As long as the user does as they are told all will be well. However (and this is where it is not "user-proof") if they ignore the message and continue to try to enter data into the subview without first saving the main record, the app will get stuck, requiring the user to either refresh the screen or go to another view and then back to this view if they want to continue to enter data here. Also if they click on Cancel at the top of the main record and then repeat their original error of entering data in the main record then attempting to enter data into the subview, the On Current macro will whinge at them that the UndoRecord action is not available at that point.
However, for all practical purposes, the use of this On Current macro seems to be the best way of handling the need to first save a new main record before entering data into the subview.
Note that no similar problem occurs with existing main records as the subview is already aware of the main record's primary key.
Access 2013 web apps are an exciting development, extending Access' reach to the web in a much better manner than Access 2010 web databases. What's more Microsoft seem to be putting some real effort into making them better, including between editions of Microsoft Office. Thus there have been some enhancements to these web apps since the release of Access 2013 itself.
However, there are some issues for developers. Hopefully Microsoft will address these. In the meantime, I am keeping a public list of these issues as and when I come across them.
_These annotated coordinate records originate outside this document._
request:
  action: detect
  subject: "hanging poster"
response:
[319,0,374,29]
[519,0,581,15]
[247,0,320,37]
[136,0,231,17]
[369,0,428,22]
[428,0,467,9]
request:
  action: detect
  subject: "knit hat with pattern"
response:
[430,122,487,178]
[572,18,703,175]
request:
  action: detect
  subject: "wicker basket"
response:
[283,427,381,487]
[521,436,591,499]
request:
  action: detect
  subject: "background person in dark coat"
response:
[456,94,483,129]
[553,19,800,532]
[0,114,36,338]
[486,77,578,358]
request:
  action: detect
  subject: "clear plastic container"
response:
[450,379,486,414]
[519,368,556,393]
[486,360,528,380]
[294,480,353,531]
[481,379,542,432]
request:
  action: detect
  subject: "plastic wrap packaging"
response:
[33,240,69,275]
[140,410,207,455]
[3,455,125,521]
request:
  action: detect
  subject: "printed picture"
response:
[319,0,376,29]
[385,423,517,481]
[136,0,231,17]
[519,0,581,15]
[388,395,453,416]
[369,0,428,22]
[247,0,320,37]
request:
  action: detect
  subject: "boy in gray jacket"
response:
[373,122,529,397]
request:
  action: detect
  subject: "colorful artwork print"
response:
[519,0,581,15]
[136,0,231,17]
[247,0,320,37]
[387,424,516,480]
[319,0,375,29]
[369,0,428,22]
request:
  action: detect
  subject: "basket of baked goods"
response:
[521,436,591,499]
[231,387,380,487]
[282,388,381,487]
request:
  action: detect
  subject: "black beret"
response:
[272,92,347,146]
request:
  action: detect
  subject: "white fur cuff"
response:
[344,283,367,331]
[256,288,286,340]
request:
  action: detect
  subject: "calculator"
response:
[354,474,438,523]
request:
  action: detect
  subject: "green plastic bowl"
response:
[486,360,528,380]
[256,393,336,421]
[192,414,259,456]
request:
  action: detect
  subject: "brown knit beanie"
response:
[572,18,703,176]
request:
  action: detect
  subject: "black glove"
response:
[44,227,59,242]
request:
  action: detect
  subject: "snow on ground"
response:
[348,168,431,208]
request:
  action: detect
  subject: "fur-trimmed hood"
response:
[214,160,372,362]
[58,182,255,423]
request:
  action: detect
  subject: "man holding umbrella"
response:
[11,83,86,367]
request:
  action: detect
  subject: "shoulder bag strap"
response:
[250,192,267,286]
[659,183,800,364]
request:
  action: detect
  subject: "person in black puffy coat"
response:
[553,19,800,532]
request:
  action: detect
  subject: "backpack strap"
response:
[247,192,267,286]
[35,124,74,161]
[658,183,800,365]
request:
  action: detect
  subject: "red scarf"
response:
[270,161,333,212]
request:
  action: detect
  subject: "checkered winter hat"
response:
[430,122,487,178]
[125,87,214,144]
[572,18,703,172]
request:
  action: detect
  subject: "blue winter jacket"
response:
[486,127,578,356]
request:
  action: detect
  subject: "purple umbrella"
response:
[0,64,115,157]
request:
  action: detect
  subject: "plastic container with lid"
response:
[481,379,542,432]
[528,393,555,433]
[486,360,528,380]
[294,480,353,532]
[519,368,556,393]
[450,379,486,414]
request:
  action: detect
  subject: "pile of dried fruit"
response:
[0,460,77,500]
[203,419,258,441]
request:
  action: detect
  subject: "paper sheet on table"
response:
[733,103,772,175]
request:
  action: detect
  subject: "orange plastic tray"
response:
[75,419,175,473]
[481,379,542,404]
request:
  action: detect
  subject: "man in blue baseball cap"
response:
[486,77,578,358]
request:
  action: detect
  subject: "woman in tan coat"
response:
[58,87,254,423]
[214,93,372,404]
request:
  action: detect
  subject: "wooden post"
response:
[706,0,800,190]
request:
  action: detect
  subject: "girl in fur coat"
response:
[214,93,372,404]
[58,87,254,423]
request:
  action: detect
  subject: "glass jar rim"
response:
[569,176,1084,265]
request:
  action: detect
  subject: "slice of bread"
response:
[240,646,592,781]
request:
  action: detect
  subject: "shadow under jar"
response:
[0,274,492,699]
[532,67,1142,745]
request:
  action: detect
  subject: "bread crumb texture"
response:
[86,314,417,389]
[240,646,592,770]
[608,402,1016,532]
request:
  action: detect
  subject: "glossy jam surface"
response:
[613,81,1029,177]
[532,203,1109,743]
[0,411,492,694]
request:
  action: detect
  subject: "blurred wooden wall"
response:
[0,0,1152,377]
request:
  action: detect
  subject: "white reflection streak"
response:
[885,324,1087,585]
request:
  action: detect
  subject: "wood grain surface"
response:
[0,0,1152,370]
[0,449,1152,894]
This database can be accessed read-only from elsewhere on this site or by going directly to here.
Unlike parameter queries in standard Access databases, where it is not always required, it is necessary to explicity declare parameters in web queries in Access 2013. If you fail to do so, you'll get an error message something like the following:
Here is where you need to set them.
If you create a table whose name starts with "USys", you will find that it is not visible from the Access 2013 web app either in Access 2013 itself (where it should appear in the Navigation Pane) or, because it isn't visible in the Nav Pane and no view (List or Datasheet) gets automatically as with other tables, from the web UI either. It is, however, visible if you link to it using standard linked tables or using SQL Server Management Studio.
In a standard Access database, USys... tables are treated as user-defined system tables (as opposed to Access-defined system tables which are MSys....). As such, in a standard Access database, you can change whether to show the table in the Nav Pane or not, but in Access 2013 they appear to hidden forever.